Biomaterials are used in regenerative medicine for induced autoregeneration and tissue engineering. This is often challenging, however, due to difficulties in tailoring and controlling the respective material properties. Since functionalization is expected to offer better control, in this study gelatin chains were modified with physically interacting groups based on tyrosine with the aim of causing the formation of physical crosslinks. This method permits application-specific properties like swelling and better tailoring of mechanical properties. The design of the crosslink strategy was supported by molecular dynamic (MD) simulations of amorphous bulk models for gelatin and functionalized gelatins at different water contents (0.8 and 25 wt.-%). The results permitted predictions to be formulated about the expected crosslink density and its influence on equilibrium swelling behavior and on elastic material properties. The models of pure gelatin were used to validate the strategy by comparison between simulated and experimental data such as density, backbone conformation angle distribution, and X-ray scattering spectra.
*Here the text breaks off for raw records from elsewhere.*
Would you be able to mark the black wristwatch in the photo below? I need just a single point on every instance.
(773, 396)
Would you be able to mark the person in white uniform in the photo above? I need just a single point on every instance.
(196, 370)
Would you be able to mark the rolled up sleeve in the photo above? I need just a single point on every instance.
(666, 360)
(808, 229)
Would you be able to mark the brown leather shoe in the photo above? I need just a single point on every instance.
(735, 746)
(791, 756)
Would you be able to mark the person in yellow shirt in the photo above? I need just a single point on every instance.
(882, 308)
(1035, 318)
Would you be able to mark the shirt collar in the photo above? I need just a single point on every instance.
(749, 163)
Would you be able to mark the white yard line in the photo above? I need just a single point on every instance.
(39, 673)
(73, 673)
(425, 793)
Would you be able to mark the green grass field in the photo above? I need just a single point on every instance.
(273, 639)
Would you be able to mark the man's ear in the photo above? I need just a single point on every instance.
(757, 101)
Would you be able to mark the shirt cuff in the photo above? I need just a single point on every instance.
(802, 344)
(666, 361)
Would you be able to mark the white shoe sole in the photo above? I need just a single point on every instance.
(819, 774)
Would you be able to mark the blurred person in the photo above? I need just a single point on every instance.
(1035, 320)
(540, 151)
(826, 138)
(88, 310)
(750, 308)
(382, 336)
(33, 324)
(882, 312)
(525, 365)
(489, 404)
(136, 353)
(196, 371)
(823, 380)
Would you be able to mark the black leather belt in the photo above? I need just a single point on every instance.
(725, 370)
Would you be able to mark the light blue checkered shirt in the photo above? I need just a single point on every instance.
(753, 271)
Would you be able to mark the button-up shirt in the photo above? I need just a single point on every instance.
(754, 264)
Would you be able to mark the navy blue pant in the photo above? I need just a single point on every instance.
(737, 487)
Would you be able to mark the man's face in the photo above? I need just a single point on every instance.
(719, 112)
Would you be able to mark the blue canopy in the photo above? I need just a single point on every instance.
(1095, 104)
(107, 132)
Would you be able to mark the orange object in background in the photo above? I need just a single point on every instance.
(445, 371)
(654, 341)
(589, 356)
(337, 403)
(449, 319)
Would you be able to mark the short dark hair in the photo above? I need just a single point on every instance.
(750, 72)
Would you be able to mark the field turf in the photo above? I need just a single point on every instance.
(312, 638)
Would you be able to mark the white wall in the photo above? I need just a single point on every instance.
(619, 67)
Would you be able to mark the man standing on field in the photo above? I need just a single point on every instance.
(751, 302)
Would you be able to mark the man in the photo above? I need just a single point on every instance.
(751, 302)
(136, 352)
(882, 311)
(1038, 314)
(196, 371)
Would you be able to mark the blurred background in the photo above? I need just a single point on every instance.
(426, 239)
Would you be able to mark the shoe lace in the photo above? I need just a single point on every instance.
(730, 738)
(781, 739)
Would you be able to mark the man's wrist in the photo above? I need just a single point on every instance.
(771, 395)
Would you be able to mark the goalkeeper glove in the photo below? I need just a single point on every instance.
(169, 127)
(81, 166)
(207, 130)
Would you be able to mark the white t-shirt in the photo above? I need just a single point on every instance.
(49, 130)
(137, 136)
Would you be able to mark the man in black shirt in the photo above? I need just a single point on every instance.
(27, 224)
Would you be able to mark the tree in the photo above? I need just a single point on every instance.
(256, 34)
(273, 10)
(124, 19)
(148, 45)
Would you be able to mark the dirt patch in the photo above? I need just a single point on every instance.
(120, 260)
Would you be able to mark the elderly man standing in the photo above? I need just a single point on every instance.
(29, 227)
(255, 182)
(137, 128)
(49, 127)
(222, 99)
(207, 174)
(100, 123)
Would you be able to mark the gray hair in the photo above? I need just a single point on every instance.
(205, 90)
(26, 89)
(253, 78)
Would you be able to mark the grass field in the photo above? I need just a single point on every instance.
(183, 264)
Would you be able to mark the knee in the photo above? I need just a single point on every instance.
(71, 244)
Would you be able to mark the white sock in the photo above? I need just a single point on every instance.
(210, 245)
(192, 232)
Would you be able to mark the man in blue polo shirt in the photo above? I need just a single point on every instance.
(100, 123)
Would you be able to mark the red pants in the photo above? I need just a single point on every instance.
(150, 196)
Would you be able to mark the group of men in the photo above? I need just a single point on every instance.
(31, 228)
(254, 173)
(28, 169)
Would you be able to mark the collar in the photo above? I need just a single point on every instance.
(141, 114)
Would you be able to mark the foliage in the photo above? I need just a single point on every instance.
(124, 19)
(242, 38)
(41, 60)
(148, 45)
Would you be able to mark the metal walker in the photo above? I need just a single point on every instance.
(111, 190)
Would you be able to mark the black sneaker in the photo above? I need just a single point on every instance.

A key result of the simulations was the prediction that increasing the number of aromatic functions attached to the gelatin chain leads to an increase in the number of physical netpoints observed in the simulated bulk packing models. By comparison with the Flory-Rehner model, this suggested reduced equilibrium swelling of the functionalized materials in water, a prediction that was subsequently confirmed by our experimental work. The reduction and control of the equilibrium degree of swelling in water is a key criterion for the applicability of functionalized gelatins when used, for example, as matrices for induced autoregeneration of tissues.

Influence of tyrosine-derived moieties and drying conditions on the formation of helices in gelatin.

The single and triple helical organization of protein chains strongly influences the mechanical properties of gelatin-based materials. A chemical method for obtaining different degrees of helical organization in gelatin is covalent functionalization, while a physical method for achieving the same goal is the variation of the drying conditions of gelatin solutions. Here we explored how the introduction of desaminotyrosine (DAT) and desaminotyrosyl tyrosine (DATT) linked to lysine residues of gelatin influenced the kinetics and thermodynamic equilibrium of the helicalization process of single and triple helices following different drying conditions. Drying at a temperature above the helix-to-coil transition temperature of gelatin (T > T(c), called v(short)) generally resulted in gelatins with relatively lower triple helical content (X(c,t) = 1-2%) than lower temperature drying (T < T(c), called v(long)) (X(c,t) = 8-10%), where the DAT(T) functional groups generally disrupted helix formation. While different helical contents affected the thermal transition temperatures only slightly, the mechanical properties were strongly affected for swollen hydrogels (E = 4-13 kPa for samples treated by v(long) and E = 120-700 kPa for samples treated by v(short)). This study shows that side group functionalization and different drying conditions are viable options to control the helicalization and macroscopic properties of gelatin-based materials.